Quick Links

Different length lines in COPY CSV

Lists:	pgsql-hackers

From:	Christopher Kings-Lynne <chriskl(at)familyhealth(dot)com(dot)au>
To:	Hackers <pgsql-hackers(at)postgresql(dot)org>
Subject:	Different length lines in COPY CSV
Date:	2005-12-12 04:17:44
Message-ID:	439CF9E8.3060104@familyhealth.com.au
Views:	Raw Message \| Whole Thread \| Download mbox \| Resend email
Lists:	pgsql-hackers

Hi,

Is there any way to force COPY to accept that there will be lines of
different length in a data file?

I have a rather large file I'm trying to import. It's in CSV format,
however, they leave off trailing empty columns on most lines.

Any way to do this? Should it be supported by CSV mode?

Chris

From:	Bruce Momjian <pgman(at)candle(dot)pha(dot)pa(dot)us>
To:	Christopher Kings-Lynne <chriskl(at)familyhealth(dot)com(dot)au>
Cc:	Hackers <pgsql-hackers(at)postgresql(dot)org>
Subject:	Re: Different length lines in COPY CSV
Date:	2005-12-12 04:55:49
Message-ID:	200512120455.jBC4tnh03411@candle.pha.pa.us
Views:	Raw Message \| Whole Thread \| Download mbox \| Resend email
Lists:	pgsql-hackers

Christopher Kings-Lynne wrote:
> Hi,
>
> Is there any way to force COPY to accept that there will be lines of
> different length in a data file?
>
> I have a rather large file I'm trying to import. It's in CSV format,
> however, they leave off trailing empty columns on most lines.
>
> Any way to do this? Should it be supported by CSV mode?
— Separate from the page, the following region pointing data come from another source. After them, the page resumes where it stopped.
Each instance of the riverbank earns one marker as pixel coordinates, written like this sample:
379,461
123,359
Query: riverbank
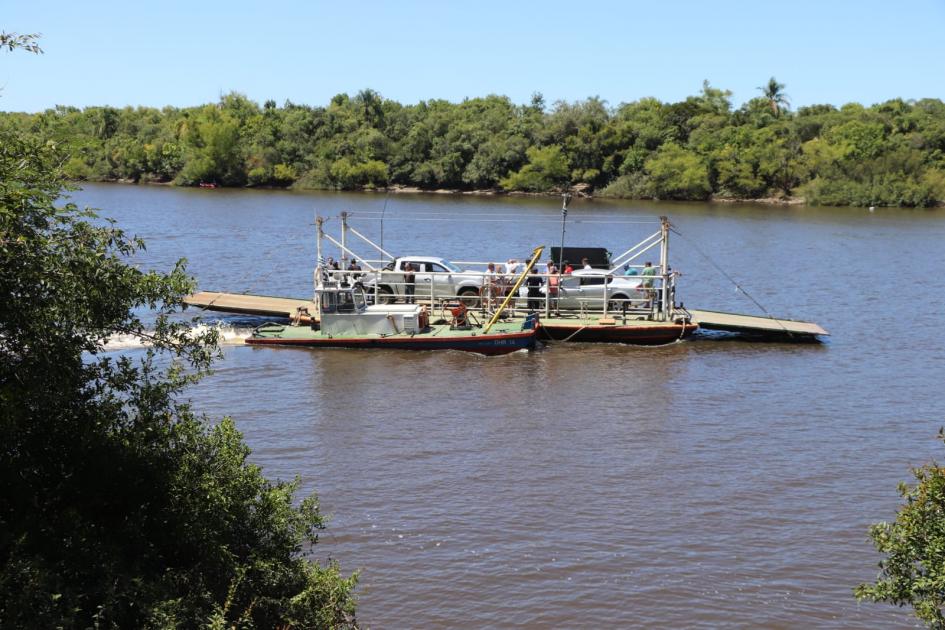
583,192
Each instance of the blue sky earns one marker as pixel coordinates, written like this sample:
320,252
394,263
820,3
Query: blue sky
188,53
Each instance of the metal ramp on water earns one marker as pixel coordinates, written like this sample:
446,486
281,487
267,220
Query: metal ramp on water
757,326
263,305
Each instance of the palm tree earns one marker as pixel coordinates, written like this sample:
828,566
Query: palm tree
774,93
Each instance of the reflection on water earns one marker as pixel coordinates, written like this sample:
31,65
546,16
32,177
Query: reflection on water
704,483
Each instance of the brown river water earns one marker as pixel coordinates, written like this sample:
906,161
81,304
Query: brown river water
709,483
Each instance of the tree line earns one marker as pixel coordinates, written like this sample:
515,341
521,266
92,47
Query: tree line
889,154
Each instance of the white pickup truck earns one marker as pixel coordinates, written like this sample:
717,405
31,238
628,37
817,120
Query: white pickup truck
437,275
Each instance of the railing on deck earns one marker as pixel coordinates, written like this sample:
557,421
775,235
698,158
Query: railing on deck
484,291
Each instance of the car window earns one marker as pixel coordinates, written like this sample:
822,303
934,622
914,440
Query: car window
569,282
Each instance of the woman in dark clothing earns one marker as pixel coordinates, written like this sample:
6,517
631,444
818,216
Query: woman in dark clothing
409,285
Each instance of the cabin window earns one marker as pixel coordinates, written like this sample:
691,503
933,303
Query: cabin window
346,302
329,305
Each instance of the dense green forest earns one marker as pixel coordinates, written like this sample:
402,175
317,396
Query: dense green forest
890,154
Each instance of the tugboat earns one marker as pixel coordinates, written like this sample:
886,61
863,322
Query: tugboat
347,321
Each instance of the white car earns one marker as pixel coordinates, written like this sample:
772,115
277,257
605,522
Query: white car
431,275
587,286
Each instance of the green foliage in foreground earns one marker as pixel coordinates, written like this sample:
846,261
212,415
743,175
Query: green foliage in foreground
889,154
122,507
913,570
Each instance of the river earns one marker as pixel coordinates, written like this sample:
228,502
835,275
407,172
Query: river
701,484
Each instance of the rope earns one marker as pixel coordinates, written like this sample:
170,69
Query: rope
738,287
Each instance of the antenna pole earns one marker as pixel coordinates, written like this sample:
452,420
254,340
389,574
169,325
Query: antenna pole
566,199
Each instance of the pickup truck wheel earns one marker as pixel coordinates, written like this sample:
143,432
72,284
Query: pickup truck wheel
469,296
616,303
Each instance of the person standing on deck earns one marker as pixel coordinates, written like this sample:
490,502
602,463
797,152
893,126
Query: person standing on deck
553,279
534,283
409,280
354,267
648,273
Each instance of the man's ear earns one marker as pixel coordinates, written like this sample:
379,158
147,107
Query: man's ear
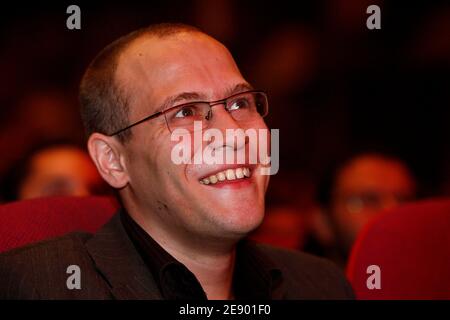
106,152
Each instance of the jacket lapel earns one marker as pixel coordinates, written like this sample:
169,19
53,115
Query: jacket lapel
118,261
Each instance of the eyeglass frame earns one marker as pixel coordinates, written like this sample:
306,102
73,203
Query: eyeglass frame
210,103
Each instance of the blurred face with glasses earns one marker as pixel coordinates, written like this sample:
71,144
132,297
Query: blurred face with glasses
367,185
171,83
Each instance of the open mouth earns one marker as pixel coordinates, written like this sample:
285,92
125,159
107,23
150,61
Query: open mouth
227,175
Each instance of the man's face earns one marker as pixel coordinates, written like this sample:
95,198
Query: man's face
170,195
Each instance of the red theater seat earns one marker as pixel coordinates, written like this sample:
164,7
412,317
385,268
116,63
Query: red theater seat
411,246
28,221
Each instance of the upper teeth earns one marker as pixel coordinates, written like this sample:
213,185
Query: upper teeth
229,174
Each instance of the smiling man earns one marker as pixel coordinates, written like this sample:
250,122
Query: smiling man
180,233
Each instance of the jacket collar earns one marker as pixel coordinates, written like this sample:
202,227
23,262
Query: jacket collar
128,276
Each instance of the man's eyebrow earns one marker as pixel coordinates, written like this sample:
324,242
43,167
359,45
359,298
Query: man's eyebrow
241,87
170,101
196,96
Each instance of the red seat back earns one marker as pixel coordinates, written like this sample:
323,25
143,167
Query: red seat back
28,221
411,246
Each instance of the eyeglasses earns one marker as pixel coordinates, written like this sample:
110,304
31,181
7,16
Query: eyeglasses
243,107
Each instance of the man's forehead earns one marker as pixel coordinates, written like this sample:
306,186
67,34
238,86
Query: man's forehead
152,55
185,62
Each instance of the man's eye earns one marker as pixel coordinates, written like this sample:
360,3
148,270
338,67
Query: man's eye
239,104
184,112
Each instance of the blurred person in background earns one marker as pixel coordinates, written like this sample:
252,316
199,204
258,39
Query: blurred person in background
53,170
357,191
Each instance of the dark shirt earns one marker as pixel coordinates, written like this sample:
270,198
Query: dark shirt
255,276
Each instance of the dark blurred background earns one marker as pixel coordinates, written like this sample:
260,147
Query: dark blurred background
335,87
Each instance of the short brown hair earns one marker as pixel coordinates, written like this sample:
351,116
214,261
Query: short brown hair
104,104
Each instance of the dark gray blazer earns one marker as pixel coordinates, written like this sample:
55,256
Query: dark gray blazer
111,268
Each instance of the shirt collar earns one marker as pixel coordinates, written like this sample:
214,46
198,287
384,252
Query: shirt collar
255,275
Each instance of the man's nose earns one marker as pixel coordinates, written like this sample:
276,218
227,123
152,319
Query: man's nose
222,120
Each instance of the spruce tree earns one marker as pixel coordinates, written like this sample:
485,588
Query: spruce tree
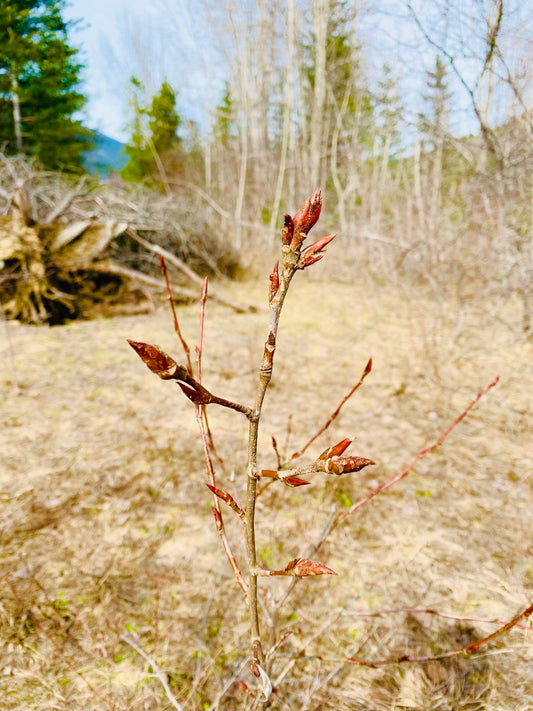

No there is not, partly so we can complain that the file is corrupt, and
partly because we are unsure what to make the missing values, NULL?

I suppose we could have a TRAILINGNULL flag to COPY but because few ask
for this feature, it hardly seems worth it.

--
Bruce Momjian | http://candle.pha.pa.us
pgman(at)candle(dot)pha(dot)pa(dot)us | (610) 359-1001
+ If your life is a hard drive, | 13 Roberts Road
+ Christ can be your backup. | Newtown Square, Pennsylvania 19073

From:	Tom Lane <tgl(at)sss(dot)pgh(dot)pa(dot)us>
To:	Bruce Momjian <pgman(at)candle(dot)pha(dot)pa(dot)us>
Cc:	Christopher Kings-Lynne <chriskl(at)familyhealth(dot)com(dot)au>, Hackers <pgsql-hackers(at)postgresql(dot)org>
Subject:	Re: Different length lines in COPY CSV
Date:	2005-12-12 05:42:25
Message-ID:	22169.1134366145@sss.pgh.pa.us
Views:	Raw Message \| Whole Thread \| Download mbox \| Resend email
Lists:	pgsql-hackers

Bruce Momjian <pgman(at)candle(dot)pha(dot)pa(dot)us> writes:
> Christopher Kings-Lynne wrote:
>> Is there any way to force COPY to accept that there will be lines of
>> different length in a data file?

> I suppose we could have a TRAILINGNULL flag to COPY but because few ask
> for this feature, it hardly seems worth it.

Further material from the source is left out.